Count and cofactor matroids of highly connected graphs

We consider two types of matroids defined on the edge set of a graph G: count matroids $M_{k,\ell }\left(G\right)$, in which independence is defined by a sparsity count involving the parameters k and ℓ, and the $C_2^1$-cofactor matroid $C\left(G\right)$, in which independence is defined by linear independence in the cofactor matrix of G. We show, for each pair $(k,\ell )$, that if G is sufficiently highly connected, then $G-e$ has maximum rank for all $e\in E\left(G\right)$, and the matroid $M_{k,\ell }\left(G\right)$ is connected. These results unify and extend several previous results, including theorems of Nash-Williams and Tutte ($k=\ell =1$), and Lovász and Yemini ($k=2,\ell =3$). We also prove that if G is highly connected, then the vertical connectivity of $C\left(G\right)$ is also high.
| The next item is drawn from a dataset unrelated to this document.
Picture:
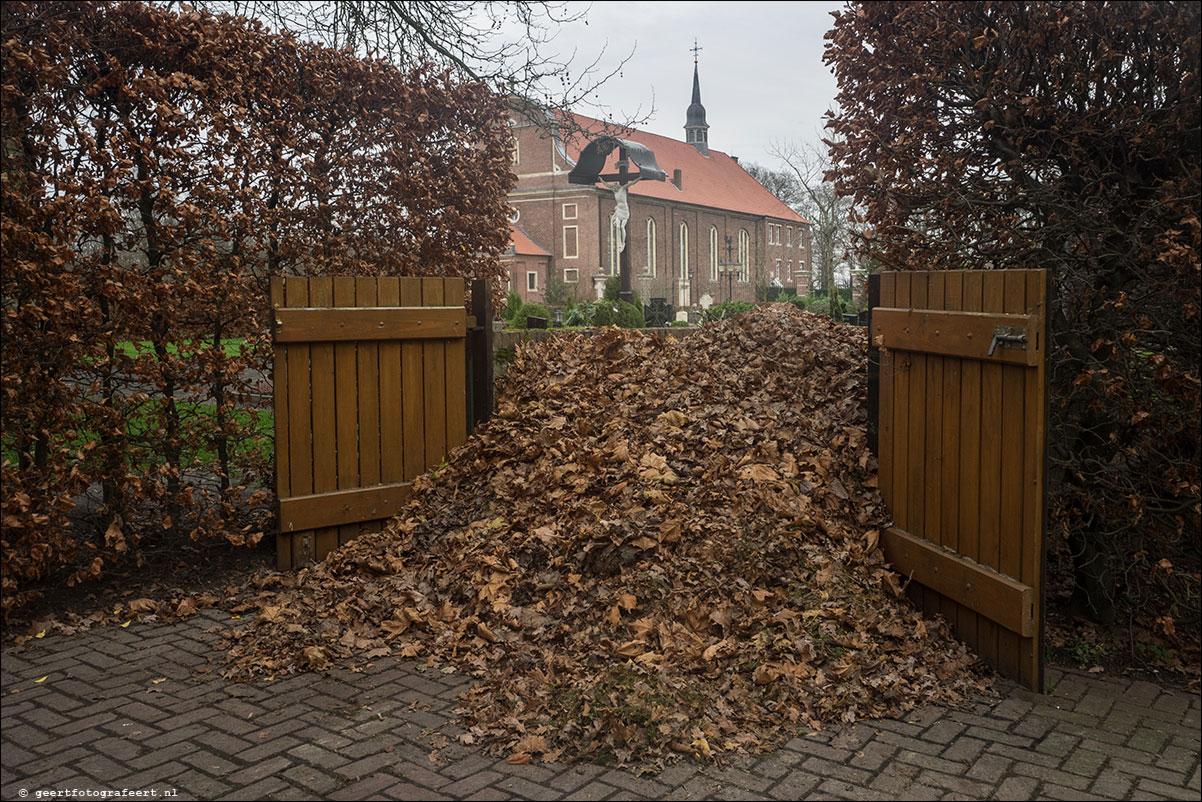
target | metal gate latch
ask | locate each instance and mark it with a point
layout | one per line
(1007, 337)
We use these results to generalize Whitney's celebrated result on the graphic matroid of G (which corresponds to $M_{1,1}\left(G\right)$) to all count matroids and to the $C_2^1$-cofactor matroid: if G is highly connected, depending on k and ℓ, then the count matroid $M_{k,\ell }\left(G\right)$ uniquely determines G; and similarly, if G is 14-connected, then its $C_2^1$-cofactor matroid $C\left(G\right)$ uniquely determines G. We also derive similar results for the t-fold union of the $C_2^1$-cofactor matroid, and use them to prove that every 24-connected graph has a spanning tree T for which $G-E\left(T\right)$ is 3-connected, which verifies a case of a conjecture of Kriesell.